En búsqueda de una experiencia estética simétrica

«Llevo el recuerdo de la pieza no sólo como una imagen, sino como una experiencia: conozco su efecto en mi cuerpo y en mi ánimo.»

Por Elizabeth G. Frías

Twitter: @elinauta

«A walk through a museum of art should amount to a structured encounter with a few of the things that are easiest for us to forget and most essential and life-enhancing to remember.»

—Alain de Botton

En un viaje reciente visité una exposición que traza un recorrido amplísimo por el arte concreto, abstracto y cinético del siglo XX a través de nociones como espacio, luz, textura y movimiento. Muchas de las piezas son inmersivas e involucran al público: hay algunas con espejos giratorios, otras que proyectan texturas sobre el cuerpo de quienes se acercan y unas más que hacen sonidos o se encienden. Los textos explicativos abundan en las paredes, hay una app que se puede descargar en el celular y un par de catálogos que analizan la muestra: la información no escasea. Además, muchas de las piezas tienen el suficiente atractivo como para invitar a los visitantes a detenerse, rodearlas e interrogarlas un momento con la mirada.

Aún así, la muestra corre el riesgo de convertirse en un parque de diversiones, en un espectáculo en el que sólo las piezas más escandalosas merecen la atención —que se limita a tomar una foto veloz con el celular y seguir caminando—. Al final, la impresión de la mayoría no va más allá de un inventario de obras coloridas y de sensaciones fuertes que se relacionan con un par de palabras sueltas: movimiento, luz, óptica, percepción. Nada que transforme el día a día, sólo un dato más para su almacén de cultura. Me parece decepcionante, ya que esas piezas implicaron para los artistas una búsqueda que no es sólo intelectual, y rara vez esa búsqueda alcanza a los espectadores.

Los museos están diseñados para presentar el arte de una forma pretendidamente neutra, pero que en realidad encierra muchos supuestos. Uno de los más vigentes es que se trata de objetos dignos de respeto. Se les coloca sobre pedestales, con marcas de seguridad que uno no debe rebasar.

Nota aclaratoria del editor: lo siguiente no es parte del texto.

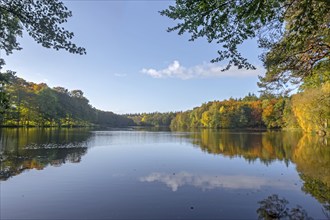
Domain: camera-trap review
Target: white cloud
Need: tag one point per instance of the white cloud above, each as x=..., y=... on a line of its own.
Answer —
x=120, y=74
x=205, y=70
x=211, y=182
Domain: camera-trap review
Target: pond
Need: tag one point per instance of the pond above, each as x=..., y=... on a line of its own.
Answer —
x=139, y=174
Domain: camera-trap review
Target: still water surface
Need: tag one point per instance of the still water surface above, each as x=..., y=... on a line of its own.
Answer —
x=131, y=174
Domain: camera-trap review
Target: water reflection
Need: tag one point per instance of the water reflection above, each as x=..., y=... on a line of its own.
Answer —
x=274, y=207
x=24, y=149
x=310, y=154
x=265, y=146
x=204, y=182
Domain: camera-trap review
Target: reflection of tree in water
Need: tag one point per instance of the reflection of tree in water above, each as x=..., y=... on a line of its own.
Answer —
x=274, y=207
x=265, y=146
x=310, y=154
x=312, y=157
x=24, y=149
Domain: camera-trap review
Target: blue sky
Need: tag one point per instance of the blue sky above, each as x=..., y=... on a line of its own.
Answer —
x=132, y=64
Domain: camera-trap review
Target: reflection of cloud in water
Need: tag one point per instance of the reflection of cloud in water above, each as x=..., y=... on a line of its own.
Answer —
x=174, y=181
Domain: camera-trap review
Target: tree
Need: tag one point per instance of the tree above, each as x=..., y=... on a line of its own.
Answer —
x=42, y=20
x=312, y=108
x=294, y=33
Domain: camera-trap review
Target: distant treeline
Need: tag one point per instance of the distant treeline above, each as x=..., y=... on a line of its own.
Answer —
x=32, y=104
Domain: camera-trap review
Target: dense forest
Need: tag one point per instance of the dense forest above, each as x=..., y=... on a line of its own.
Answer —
x=32, y=104
x=308, y=110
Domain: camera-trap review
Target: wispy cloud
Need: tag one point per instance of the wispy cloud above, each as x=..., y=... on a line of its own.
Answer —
x=211, y=182
x=204, y=70
x=120, y=75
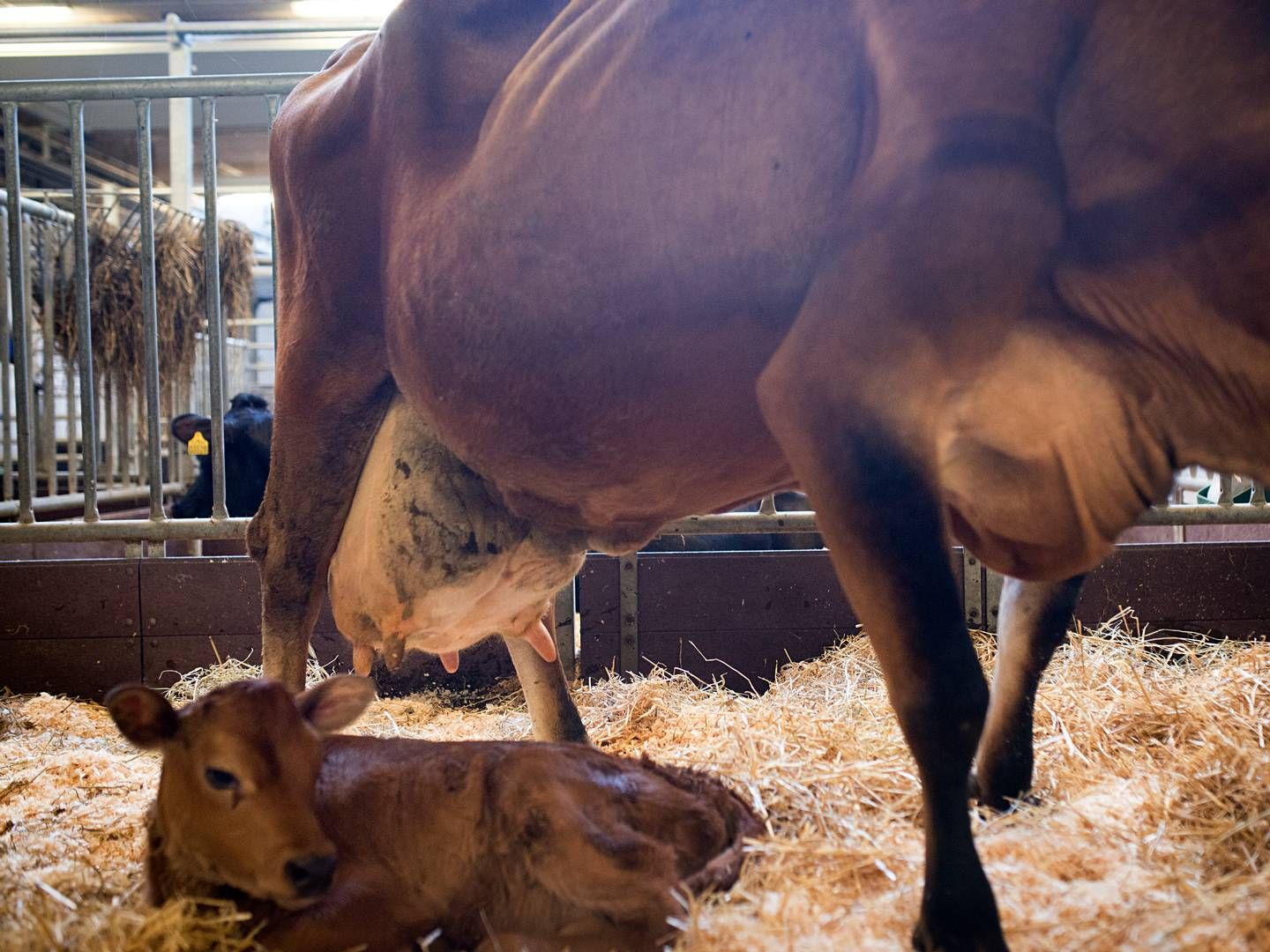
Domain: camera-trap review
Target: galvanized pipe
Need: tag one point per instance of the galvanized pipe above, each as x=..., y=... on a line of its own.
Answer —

Hay un guardia observando cada movimiento que hacemos y una cámara de video que registra lo que sucede. Además, desde la entrada nos recibe un texto, casi siempre complejo, lleno de referencias históricas y tecnicismos, que parece asegurarnos que, si no comprendemos el entramado teórico que sostiene la pieza, no tendremos forma de aproximarnos a ella. Los textos y las cámaras nos indican que lo que hay que preparar es el intelecto, para acercarse a la pieza en silencio y entonces entender. Por supuesto, sucede precisamente lo contrario. Muchos salimos del museo preguntándonos qué puede significar lo que acabamos de ver. Y eso está bien para quien decide continuar la búsqueda, investigar y pensar al respecto pero, aún así, se reduce a un encuentro intelectual.

Una pieza puede ser mucho más. Un amigo tiene una costumbre poco común: cada que le hablo de una película, una pieza o un libro que haya leído, pregunta en qué me cambió eso que vi o leí. No acepta un simple “Me gustó tal escena” o “La historia es interesante”. Claro que no siempre es posible responder. Pero siempre es valioso hacerse la pregunta.

¿Cómo te acompañaría esta pieza en tu “viaje a los límites”? ¿Cómo te enriquece? ¿Cómo la enriqueces tú a ella?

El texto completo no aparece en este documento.